Ja mam kryzys z młodą po dzisiejszym przedszkolu. Nawet instruktorka zauważyła, że stoimy nad potworem i mamy nosy na kwintę :/

Pućka - Sob Kwi 05, 2014 17:36

wilczek777, właśnie na razie nic nie mam do wyboru.. jeszcze nawet nie wiem, czy cokolwiek będę miała:(
http://sangoma.bloa.pl/


A jaki macie problem z młodą? Wrzucisz trochę jej zdjęć?:D

rudziak - Sob Kwi 05, 2014 19:24

wilczek777 głowa do góry! jeszcze wiele wzlotów i upadków przed wami ;) poczekaj na okres buntu, to dopiero ćwiczy ludzką cierpliwość i opanowanie ;) (chociaż nie każdy pies przez to przechodzi, może wam się uda).
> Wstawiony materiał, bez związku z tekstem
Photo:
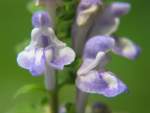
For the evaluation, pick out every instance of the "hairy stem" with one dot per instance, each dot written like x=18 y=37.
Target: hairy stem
x=52 y=88
x=81 y=101
x=54 y=104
Pućka tak dużo jest zapisanych na miot? Ósemka to spora gromadka.

Lavi - Sob Kwi 05, 2014 19:35

A ja rozglądam się za hodowlami i gadam z hodowcami, najpewniej po czerwcu będziemy mieli już własnego szczeniora :serducho: :mrgreen: Tak się cieszę, tyle na niego czekałam :]
Pućka - Sob Kwi 05, 2014 19:52

rudziak, niestety chętnych jest sporo, zobaczymy w poniedziałek..

Lavi, jaka rasa?:)

wilczek777 - Sob Kwi 05, 2014 19:53

Pućka trzymam kciuki, że trafi do Ciebie jakieś słoneczko małe :)
Młoda daje do wiwatu w wszystkich sferach życia. Co zabawne w takich gdzie się człowiek martwił to daje radę świetnie (np. zbieg okoliczności - jedzie kilka motocykli a za nimi trąbiący tabun ślubny i Nes grzecznie i bez strachu) a innym razem na podstawach dosłownie leżymy (chodzenie na smyczy nadal leży i kwiczy).
Uzbierało się kilka bardzo negatywnych bajerów na raz i mamy wrażenie, że nasz mały szczeniaczek to po prostu demon czekający na okazję... Pomijam, że auta stały się ciekawe (cecha rasy niby) ale pokłady agresora w tym szczeniaku mogą przerazić. Dzisiaj dorosły pies wycofał się z lękiem jak go ostrzegła jedząc(znalazła pod ławką karmę która nam się wysypała w czasie treningu)... Żeby było jasne wcześniej on rządził i "rzucał" szczeniorem...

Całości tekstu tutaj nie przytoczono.